Thousands of Malaysians have gathered in central Kuala Lumpur for a second day, demanding the resignation of Prime Minister Najib Razak over a corruption scandal.

Crowds of yellow-clad Malaysians converged on the streets of the capital on Sunday a day after tens of thousands turned out for a similar rally there, calling for Najib’s resignation as well as reforms in the electoral system, which critics say is biased.

Many of the protesters slept the night on the streets near Kuala Lumpur’s Independence Square to take part in Sunday’s demonstration.

“We are hoping to have as many people as yesterday to send the message to this government: they have been lying and stealing and bullying for far too long and the public won’t take it anymore,” said Simon Tam, a lawyer among the protesters.

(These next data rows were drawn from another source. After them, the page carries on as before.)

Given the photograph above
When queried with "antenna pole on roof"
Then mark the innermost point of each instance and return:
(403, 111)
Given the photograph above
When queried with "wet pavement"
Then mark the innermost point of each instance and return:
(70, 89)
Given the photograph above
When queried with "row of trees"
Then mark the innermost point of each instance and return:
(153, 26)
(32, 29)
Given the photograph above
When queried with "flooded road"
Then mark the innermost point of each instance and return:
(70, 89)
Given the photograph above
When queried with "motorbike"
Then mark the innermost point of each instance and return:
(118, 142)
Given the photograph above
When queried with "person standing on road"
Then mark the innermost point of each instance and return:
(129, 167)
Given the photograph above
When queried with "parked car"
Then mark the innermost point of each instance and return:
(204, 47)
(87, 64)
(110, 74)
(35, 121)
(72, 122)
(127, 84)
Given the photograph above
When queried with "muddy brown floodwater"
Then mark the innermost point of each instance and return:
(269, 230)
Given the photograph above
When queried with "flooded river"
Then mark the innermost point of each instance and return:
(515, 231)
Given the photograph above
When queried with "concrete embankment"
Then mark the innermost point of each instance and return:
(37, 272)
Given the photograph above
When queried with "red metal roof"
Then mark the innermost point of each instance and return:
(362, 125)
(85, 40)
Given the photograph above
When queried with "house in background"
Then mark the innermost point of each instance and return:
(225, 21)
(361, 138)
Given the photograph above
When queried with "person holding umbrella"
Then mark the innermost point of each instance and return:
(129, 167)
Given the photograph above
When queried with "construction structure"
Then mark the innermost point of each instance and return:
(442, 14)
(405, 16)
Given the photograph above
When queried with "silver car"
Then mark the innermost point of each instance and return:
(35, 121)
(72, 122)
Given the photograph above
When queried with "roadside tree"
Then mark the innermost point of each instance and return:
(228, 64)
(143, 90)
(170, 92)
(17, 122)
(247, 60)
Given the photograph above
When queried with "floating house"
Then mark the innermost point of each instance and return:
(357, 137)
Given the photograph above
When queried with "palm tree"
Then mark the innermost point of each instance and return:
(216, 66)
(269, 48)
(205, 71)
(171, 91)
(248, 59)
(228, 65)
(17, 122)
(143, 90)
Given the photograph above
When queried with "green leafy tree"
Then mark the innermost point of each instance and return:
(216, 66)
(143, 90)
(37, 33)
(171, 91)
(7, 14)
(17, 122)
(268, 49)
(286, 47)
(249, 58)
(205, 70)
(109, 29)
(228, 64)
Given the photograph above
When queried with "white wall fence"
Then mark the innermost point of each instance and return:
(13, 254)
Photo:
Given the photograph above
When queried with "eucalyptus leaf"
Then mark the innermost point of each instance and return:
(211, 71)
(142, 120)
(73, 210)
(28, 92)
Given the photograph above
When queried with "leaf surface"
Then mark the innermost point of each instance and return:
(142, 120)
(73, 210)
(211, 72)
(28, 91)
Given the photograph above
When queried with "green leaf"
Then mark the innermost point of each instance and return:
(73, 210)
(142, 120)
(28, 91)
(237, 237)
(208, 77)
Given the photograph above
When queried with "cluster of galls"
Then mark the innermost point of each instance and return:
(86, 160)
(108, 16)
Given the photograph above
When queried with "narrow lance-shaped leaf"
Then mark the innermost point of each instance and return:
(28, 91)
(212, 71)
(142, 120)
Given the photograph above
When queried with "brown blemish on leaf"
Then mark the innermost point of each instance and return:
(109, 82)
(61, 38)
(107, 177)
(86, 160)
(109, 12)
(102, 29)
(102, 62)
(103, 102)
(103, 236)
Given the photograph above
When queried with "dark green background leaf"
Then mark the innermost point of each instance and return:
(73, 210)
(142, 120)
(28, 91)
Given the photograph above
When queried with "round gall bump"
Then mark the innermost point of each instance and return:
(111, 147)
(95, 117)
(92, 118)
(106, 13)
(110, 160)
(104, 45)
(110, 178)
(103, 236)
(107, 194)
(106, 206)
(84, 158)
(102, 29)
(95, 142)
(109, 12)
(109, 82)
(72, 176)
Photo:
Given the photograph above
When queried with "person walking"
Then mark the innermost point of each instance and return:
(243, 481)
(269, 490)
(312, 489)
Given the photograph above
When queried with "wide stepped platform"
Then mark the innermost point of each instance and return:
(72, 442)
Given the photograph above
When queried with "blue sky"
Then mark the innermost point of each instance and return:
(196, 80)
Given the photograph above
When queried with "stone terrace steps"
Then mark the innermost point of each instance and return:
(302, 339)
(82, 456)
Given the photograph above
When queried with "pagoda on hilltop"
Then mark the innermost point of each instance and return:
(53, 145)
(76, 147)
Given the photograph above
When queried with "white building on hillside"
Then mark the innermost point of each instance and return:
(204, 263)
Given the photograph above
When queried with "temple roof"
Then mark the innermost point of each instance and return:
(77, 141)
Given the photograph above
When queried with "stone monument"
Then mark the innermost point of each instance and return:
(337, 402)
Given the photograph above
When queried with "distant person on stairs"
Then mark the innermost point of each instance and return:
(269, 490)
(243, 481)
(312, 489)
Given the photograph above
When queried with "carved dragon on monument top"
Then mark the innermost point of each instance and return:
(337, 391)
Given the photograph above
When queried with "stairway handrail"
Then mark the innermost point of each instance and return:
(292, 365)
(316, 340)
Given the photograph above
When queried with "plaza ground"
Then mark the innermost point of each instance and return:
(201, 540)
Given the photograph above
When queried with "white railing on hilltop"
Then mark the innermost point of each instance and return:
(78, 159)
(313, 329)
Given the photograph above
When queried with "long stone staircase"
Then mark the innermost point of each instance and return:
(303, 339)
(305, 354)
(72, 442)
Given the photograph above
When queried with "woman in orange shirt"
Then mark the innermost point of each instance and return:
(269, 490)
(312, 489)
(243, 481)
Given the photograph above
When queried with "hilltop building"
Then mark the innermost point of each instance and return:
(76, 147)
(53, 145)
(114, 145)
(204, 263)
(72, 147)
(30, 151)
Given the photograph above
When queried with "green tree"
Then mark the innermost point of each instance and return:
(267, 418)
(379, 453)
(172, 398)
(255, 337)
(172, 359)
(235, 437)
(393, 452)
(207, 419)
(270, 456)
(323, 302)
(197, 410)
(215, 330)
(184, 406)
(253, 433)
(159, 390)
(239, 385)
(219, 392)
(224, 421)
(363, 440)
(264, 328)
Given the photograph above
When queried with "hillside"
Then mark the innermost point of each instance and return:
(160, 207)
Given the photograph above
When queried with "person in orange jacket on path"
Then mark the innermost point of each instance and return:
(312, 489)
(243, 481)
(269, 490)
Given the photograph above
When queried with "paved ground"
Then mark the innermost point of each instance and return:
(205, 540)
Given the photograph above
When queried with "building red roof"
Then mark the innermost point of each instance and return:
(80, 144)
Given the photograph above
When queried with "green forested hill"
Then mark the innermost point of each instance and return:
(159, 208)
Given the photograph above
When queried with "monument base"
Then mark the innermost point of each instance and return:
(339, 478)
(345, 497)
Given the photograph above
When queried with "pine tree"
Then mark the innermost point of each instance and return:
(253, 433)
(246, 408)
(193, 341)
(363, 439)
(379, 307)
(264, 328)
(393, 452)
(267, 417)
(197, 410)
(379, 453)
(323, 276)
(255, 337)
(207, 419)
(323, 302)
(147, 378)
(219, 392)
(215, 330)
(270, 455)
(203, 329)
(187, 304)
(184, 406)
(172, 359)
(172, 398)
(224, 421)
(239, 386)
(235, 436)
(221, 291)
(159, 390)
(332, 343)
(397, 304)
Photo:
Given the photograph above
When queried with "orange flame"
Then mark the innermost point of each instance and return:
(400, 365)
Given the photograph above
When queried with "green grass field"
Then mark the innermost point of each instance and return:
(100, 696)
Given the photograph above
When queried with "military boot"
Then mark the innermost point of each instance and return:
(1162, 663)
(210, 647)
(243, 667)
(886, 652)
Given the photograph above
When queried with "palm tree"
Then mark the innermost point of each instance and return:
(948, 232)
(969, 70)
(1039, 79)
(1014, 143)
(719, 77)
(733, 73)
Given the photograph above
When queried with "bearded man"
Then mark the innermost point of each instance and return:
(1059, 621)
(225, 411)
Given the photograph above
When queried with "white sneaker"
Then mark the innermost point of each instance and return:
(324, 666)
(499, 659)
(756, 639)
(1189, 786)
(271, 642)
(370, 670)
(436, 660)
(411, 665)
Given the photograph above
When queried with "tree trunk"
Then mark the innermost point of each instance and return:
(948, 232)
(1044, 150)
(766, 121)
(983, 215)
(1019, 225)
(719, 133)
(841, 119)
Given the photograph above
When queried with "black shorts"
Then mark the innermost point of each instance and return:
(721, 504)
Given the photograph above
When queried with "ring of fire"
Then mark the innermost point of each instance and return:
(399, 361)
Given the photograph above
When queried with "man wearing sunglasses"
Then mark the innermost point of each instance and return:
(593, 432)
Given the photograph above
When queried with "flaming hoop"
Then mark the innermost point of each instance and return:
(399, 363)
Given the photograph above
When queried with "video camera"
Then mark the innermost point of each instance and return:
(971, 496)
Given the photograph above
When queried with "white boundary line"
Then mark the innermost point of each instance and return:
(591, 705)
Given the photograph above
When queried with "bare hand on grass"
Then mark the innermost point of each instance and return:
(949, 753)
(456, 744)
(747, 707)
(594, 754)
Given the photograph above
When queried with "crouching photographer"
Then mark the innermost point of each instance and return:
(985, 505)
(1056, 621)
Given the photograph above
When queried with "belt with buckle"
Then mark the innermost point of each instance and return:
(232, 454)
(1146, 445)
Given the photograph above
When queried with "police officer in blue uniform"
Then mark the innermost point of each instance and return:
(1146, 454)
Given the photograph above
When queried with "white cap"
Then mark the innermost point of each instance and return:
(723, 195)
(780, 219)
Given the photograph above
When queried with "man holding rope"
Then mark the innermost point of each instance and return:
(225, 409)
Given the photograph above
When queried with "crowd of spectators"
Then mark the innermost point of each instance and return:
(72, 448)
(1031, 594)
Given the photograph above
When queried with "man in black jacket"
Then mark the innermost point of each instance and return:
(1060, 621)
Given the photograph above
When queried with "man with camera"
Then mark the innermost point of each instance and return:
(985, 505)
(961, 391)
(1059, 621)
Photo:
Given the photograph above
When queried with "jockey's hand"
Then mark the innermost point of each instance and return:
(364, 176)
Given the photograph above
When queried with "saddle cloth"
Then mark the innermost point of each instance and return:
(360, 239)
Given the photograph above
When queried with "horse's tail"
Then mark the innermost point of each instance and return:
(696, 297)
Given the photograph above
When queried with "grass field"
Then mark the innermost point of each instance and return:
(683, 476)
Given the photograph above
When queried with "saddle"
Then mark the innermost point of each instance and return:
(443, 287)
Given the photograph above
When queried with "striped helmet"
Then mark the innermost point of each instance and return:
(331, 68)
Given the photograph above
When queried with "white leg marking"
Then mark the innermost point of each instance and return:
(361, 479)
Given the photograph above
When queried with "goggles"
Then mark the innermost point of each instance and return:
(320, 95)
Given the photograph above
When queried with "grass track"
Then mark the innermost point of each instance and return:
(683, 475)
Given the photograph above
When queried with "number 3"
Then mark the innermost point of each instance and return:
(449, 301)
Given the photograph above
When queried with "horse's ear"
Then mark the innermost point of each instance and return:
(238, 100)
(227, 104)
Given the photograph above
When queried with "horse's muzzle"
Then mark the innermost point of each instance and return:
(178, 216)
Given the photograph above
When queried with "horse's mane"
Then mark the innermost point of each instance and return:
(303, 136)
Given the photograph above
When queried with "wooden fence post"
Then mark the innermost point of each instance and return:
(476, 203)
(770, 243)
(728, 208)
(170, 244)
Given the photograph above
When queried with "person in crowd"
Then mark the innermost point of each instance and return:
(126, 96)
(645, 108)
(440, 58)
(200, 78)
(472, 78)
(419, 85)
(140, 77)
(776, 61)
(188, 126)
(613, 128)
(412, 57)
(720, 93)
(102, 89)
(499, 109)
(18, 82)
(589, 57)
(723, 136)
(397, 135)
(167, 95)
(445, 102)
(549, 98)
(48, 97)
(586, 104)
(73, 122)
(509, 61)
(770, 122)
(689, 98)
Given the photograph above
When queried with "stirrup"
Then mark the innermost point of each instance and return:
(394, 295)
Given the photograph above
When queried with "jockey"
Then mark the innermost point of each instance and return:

Police estimated 29,000 people participated in Saturday’s march, but the civil society movement, Bersih, which had organized the rally, put the number of participants at 200,000.

Former Malaysian premier, Mahathir Mohamad, also made a brief appearance in Saturday’s gathering and supported the calls for his successor to quit.

Najib, however, criticized the demonstrations, which he said tarnish the country’s image, stressing, “Those who wear this yellow attire [of Bersih movement] … they want to discredit our good name, scribble black coal on Malaysia’s face to the outside world.”

Similar protest rallies were also reported in the cities of Kuching and Kota Kinabalu despite a police ban on such gatherings.

A report published in The Wall Street Journal back in July revealed that Malaysian investigators had traced almost USD 700 million of deposits into Najib’s personal bank accounts.

The revelation came during a probe into alleged mismanagement at 1Malaysia Development Berhad (1MDB), a government-owned strategic investment company.